You’ll have to be more creative with your ingredients. Your need grains, malt, hops, and something for flavor. Simple grains such as those found in common cereals – Raisin Bran, Cracked Wheat, Kashi, whatever you can find – are decent sources of starches and usually contain enough enzymes to break the most complex proteins down. Fruit and nuts will add flavor, but are not important. The grains should be ground as fine as possible, rolled under a rolling pin or crushed in a mortar and pestle. The smaller the grains the greater the reactive surface area.
Malt is tricky. It is possible to create an all grain beer, but with the inferior products you’re brewing with, you want to give the yeast more to eat. In my experience, the best you can hope for is vegemite, marmite, or some other yeast extract. These products are extracted from brewer’s yeast to begin with, so they already contain ideal food for yeast to thrive on. The problem is that they also tend to be very salty. Fortunately, you’re in luck, because the process involved in brewing this at-sea hooch will leave the salt happily stuck to the inside of your coffee maker and not in your mash.
Originally, I promoted smuggling hops on board, since they would be the hardest to find. Over the last year I have received advice from brewers and scientists alike assuring me that there are most certainly alternatives to hops that you can find on board a modestly sized oceanographic research vessel. Everything from orange peels to sage leaf are effective, keeping in mind they they may add a very different flavor to your beer. One home-brewer even recommended a completely different weed altogether. However, in keeping with the maritime theme of this recipe, seaweed should be your bittering agent of choice. Both bladderwort and sargassum have been used effectively to make very tasty beer.
Finally, you’ll need to find some yeast. Most ships will have bakers’ yeast. If you’re very lucky they might have brewers’ yeast.
Sanitation is key. If you have an autoclave, sterilize your tools ahead of time. Otherwise, wash everything with an iodine solution or, if there are no other options, ethanol. Contamination is your enemy. Everything must be clean. Boil the handkerchiefs, rubber bands, sample jars, and lids.
- Grind up your ‘grains’ (but not so much that it becomes powder).
- Place your ‘grains’ in coffee pot (not the filter basket, the carafe).
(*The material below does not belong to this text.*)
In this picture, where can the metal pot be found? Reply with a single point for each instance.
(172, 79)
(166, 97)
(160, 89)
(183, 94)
- Run 2 cups of clean water through coffee maker and let it sit on the hot plate for an hour. This releases all the good chemicals from you ‘grains’ and creates a fluid called wort.
- Strain the wort through the coffee filter and place the filter full of ‘grain’ into the filter basket. Add the ‘malt’ to the filter basket. Pour the strained liquid back into coffee maker and add 1 cup of water.
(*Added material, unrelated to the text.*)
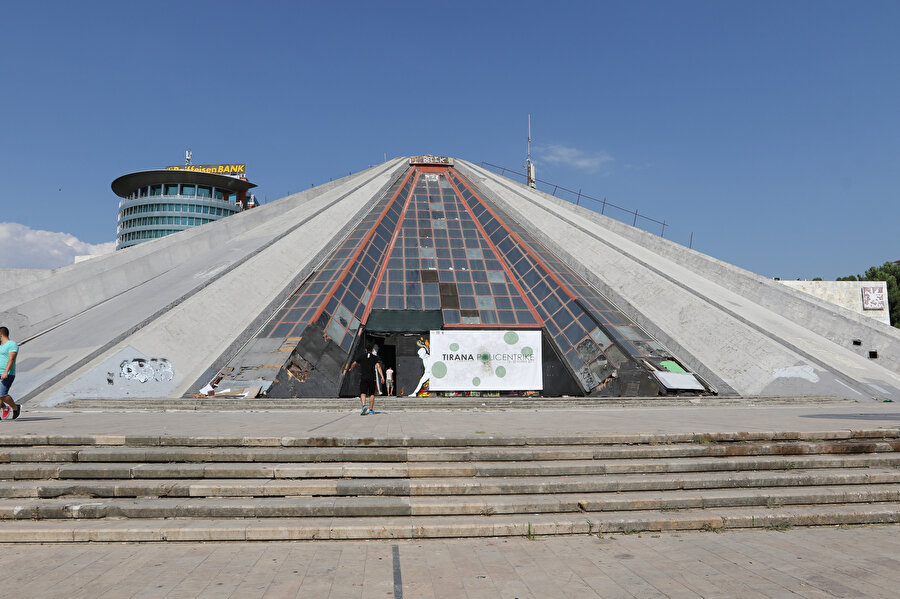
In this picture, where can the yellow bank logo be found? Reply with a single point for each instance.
(224, 169)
- Run the wort through the coffee maker 5 times, each time adding 1 cup of water.
- Pour the wort into the saucepan and boil for 45 minutes. Two minutes before boiling is done, add the hops.
- Carefully pour the wort into the canning jars.
- Let the wort cool to between 60 and 70 F. Once it is cool enough to touch the outside of the jars without burning, pitched the Bakers’ Yeast into the mixture.
- Seal jar with a handkerchief and rubber band over the mouth, and let sit for 3 to 5 days.
- And table spoon of sugar to the jar and seal with the lids, making sure they’re air tight.
- Store in a cool, dark place where it will not be disturbed for a week.
A cool, smooth brew, flavored with whatever you found. It may be very bad, it may be good. It will be beer.
You are now the most popular person on the boat. Enjoy.
Please note – these methods can be adapted to any lab or field work that demands it. The modestly sized oceanographic research vessel is not mandatory.
I’d like to thank everyone who has tested and experimented with this method. Please report back with your successes and failures.
Southern Fried Science in no way endorses the consumption or manufacture of alcoholic beverages on dry or alcohol free research vessels, nor do we condone the manufacture of beer by the underage. Drink responsibly or don’t drink at all.